10月28日、株式会社中川政七商店から山口葉子さんをお招きし特別講義をおこないました。中川政七商店は、享保元年に手績み手織りの麻織物を扱うお店として奈良で創業、2016年には創業300周年を迎えられたとのこと。雑誌やWebサイトなど様々なメディアで話題となっているためご存知の方も多いかと思います。「日本の工芸を元気にする!」というビジョンを掲げ、進化する老舗として現代のニーズにあった商品やサービスを生み出されています。


まずは、奈良という街が持っているブランド力を現代に活かした商品企画・販売形態や、「遊 中川」「2&9」「motta」といった、山口さんがデザイナーやブランドマネージャー、クリエイティブディレクターとして務められた自社ブランドを紹介いただきました。「生産から販売まで自社で行なう」「いいものを作る人が経済的にも自立できる環境づくりを目指す」という解説からは、日本の工芸を支える姿勢が強く感じられます。消費者だけでなく生産者もモチベーションアップにつながるような商品づくりなど、商品に込められた企画側の意図を知ることができました。

 

●仕事の喜び

続いて、山口さんが手がけられたお仕事の紹介になりました。伊藤若冲作「老松白鳳図」の羽根の模様をレースで再現するためにパターンに起こすという作業を担当されたとのこと。実際の商品に使われた生地もお持ちいただきましたが、とても繊細で美しい仕上がりに聴講の皆さん惹きつけられていました。この商品のように図柄やデザインがプロダクトとして結実する仕事に関われることはとても面白いということでした。

●ブランド「2&9」について

山口さんがクリエイティブディレクターとして務められたブランド「2&9」の立ち上げ当時のお話です。イメージマップを作成し、どんなブランドにしたいのか、まずはシンプルな言葉を並べて頭の中を整理することから始められたということです(情報デザインの課題でもマッピング作業はおなじみですね)。
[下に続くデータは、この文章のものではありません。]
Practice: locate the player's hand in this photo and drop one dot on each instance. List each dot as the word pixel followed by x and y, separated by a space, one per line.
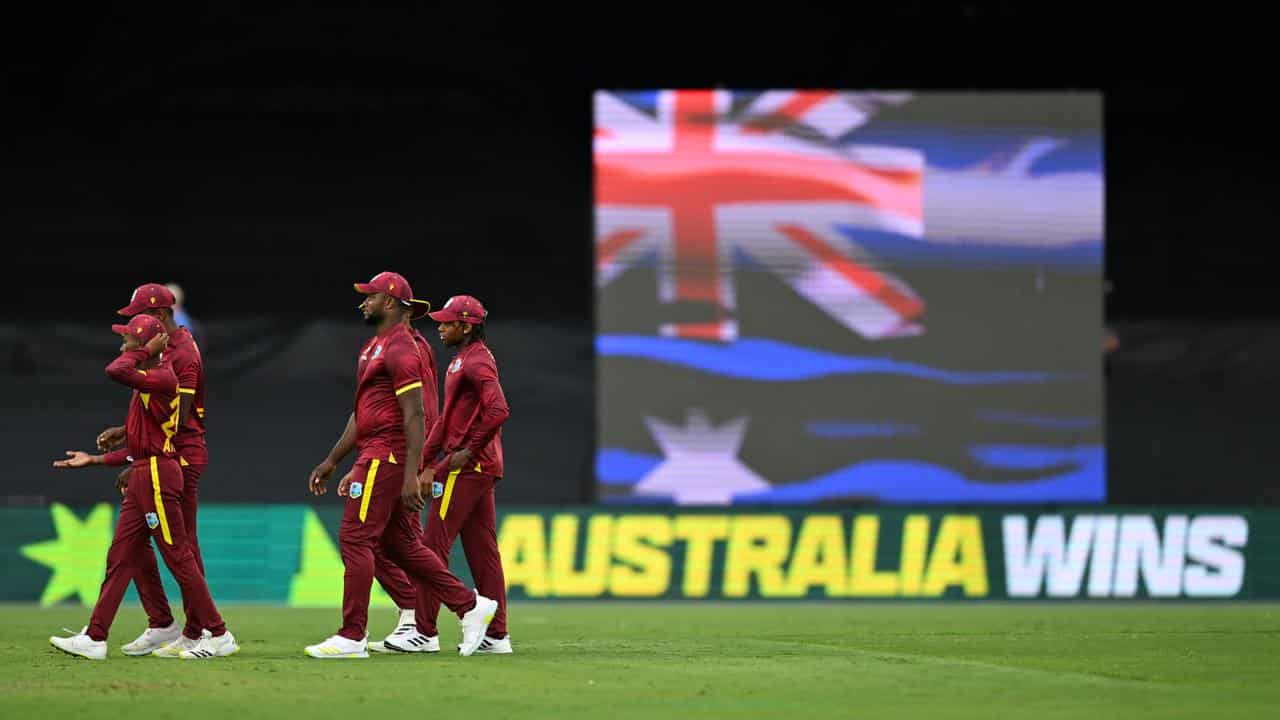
pixel 158 343
pixel 460 459
pixel 411 492
pixel 74 459
pixel 319 477
pixel 110 438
「美術を学び関わってきた人たちは、抽象的なイメージで伝える傾向があると思うんです。」

なるべく具体的な言葉にまとめ、伝わりやすいイメージと合わせ、わかりやすくプレゼンテーションをするように心がけているということです。この他にもブランドイメージに近い視覚情報を集めたイメージボードを作成、イメージを精査するために徹底した準備をされていることが伝わってきました。


アイディアの製品化に尽力くださった職人さんとのやりとりからブランドのディレクションに関わる制作作業まで、「この頃は、これまでにやったことのないことをたくさん経験した時期でした」との山口さんの言葉からはお仕事の大変さとやりがいが伝わってきました。

 

●学生時代の学び


中学生の時はファッションデザイナーになりたかったという山口さん。学生時代には、イラスト・写真・立体制作など、いろいろな分野に挑戦されていたそうです。この時の「食わず嫌いをせずにいろいろ体験する」ことによって得られたマルチな力が、現在のお仕事でも活かされているとのこと。お仕事の中でも、「一見全然関係のないことが後々助けになることは多い」とお話されていました。学生の皆さんからの質問にも丁寧にお答えいただきました。
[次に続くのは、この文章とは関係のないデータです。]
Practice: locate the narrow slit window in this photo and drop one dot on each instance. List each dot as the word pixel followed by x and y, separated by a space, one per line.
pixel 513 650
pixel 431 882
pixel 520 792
これまでも近くにあった技術やプロダクトにデザインは積極的に関わることができるのではないでしょうか。日本各地それぞれのやり方で地域の伝統や特徴と向き合う企業が増えると、日本の産業はもっと元気になるはず!我々教員にとってもとても有意義な時間となりました。山口さん、元気の出るお話をありがとうございました!